Sonntag, 15. März 2026

Lavadouros Públicos

Öffentliche Waschplätze, die Lavadouros Públicos, waren über mehr als ein Jahrhundert eine essenzielle Infrastruktur auf Madeira – sowohl für die Hygiene als auch für das soziale Leben der Gemeinden.

Ein großer Teil der historischen Fotos mit Waschplätzen und Waschfrauen befindet sich im Archiv des Museu de Fotografia da Madeira - Atelier Vicente's in Funchal.

Im 19. Jahrhundert besaßen die meisten Häuser auf Madeira keinen eigenen Wasseranschluss. Wasser wurde über Quellen, Brunnen und das bekannte Bewässerungssystem der Levadas verteilt. Da Wäsche sehr viel Wasser benötigte, richteten Gemeinden gemeinschaftliche Waschplätze meist in der Nähe von Quellen oder Levadas ein.

Die Lavadouros waren nicht nur funktional – sie waren wichtige soziale Orte, besonders für Frauen. Dort wurden Neuigkeiten ausgetauscht, Nachbarschaftsbeziehungen gepflegt, Konflikte diskutiert, lokale Geschichten weitergegeben. Sie waren sie ein zentraler Treffpunkt, vergleichbar mit einem Dorfplatz.

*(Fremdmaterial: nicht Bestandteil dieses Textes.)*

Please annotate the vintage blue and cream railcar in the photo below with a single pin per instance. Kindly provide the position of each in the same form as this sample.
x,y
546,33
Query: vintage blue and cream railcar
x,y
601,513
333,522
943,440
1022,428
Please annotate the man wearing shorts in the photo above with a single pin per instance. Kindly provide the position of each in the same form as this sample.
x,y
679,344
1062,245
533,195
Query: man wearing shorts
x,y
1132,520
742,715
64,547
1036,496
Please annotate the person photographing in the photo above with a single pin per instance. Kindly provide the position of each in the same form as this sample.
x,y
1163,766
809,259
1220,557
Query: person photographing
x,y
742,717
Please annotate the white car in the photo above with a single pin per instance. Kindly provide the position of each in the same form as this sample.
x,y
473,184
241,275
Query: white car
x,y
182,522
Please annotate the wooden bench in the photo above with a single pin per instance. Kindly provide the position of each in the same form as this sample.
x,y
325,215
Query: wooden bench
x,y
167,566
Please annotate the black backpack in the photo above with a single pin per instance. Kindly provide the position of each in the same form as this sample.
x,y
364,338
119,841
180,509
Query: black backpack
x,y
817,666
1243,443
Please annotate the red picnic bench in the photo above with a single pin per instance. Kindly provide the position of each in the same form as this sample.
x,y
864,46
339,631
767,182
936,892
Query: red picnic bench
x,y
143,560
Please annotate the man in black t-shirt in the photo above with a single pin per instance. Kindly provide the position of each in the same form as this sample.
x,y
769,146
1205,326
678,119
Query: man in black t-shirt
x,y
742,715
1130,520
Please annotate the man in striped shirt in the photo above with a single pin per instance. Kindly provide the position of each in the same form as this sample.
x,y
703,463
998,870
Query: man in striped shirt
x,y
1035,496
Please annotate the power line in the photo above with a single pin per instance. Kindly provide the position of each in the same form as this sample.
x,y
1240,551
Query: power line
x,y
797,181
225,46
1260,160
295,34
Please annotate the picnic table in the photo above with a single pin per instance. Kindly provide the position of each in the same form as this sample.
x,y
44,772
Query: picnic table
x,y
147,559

Mit der Einführung von Leitungswasser in die Häuser, der Verbreitung von Waschmaschinen und zunehmender Urbanisierung wurden die öffentlichen Waschplätze überflüssig. Viele wurden stillgelegt und verfallen gelassen.


Lavadouro Público in der Ribeira Seca oberhalb von Paúl do Mar - Caminho Real 23

Lavadouro Público an der Levada dos Piornais - Funchal


In mehreren Gemeinden wurden die Lavadouros Públicos inzwischen renoviert, weil sie als Teil des kulturellen Erbes gelten. Sie dienen heute als kulturelle Denkmäler oder sind kleine Freilichtmuseen lokaler Alltagskultur. 


restaurierter Waschplatz in Ponta Delgada - Caminho Real 23


restaurierter Waschplatz in Prazeres - Caminho Real 23

Raposeira

Donnerstag, 29. Januar 2026

Capela de Nossa Senhora da Vida

Ein Kleinod droht verloren zu gehen. Die Kapelle in Fajã do Mar, die wir besuchen konnten, wenn wir von Arco da Calheta nach Madalena do Mar auf dem Caminho Real 23 unterwegs waren, droht einzustürzen. Die Warnungen, die seit 10 Jahren an die verantwortlichen Stellen gerichtet waren, blieben ungehört. Die aufwändigen Hangsicherungen zum Meer hin beschränkten sich ausschließlich auf das Nebengebäude. Und so konnte sich die Erosion fortsetzen, bis vor wenigen Tagen der kleine Kirchhof wegsackte und das Gebäude nun ohne jeden Schutz da steht und ins Meer abzurutschen droht. 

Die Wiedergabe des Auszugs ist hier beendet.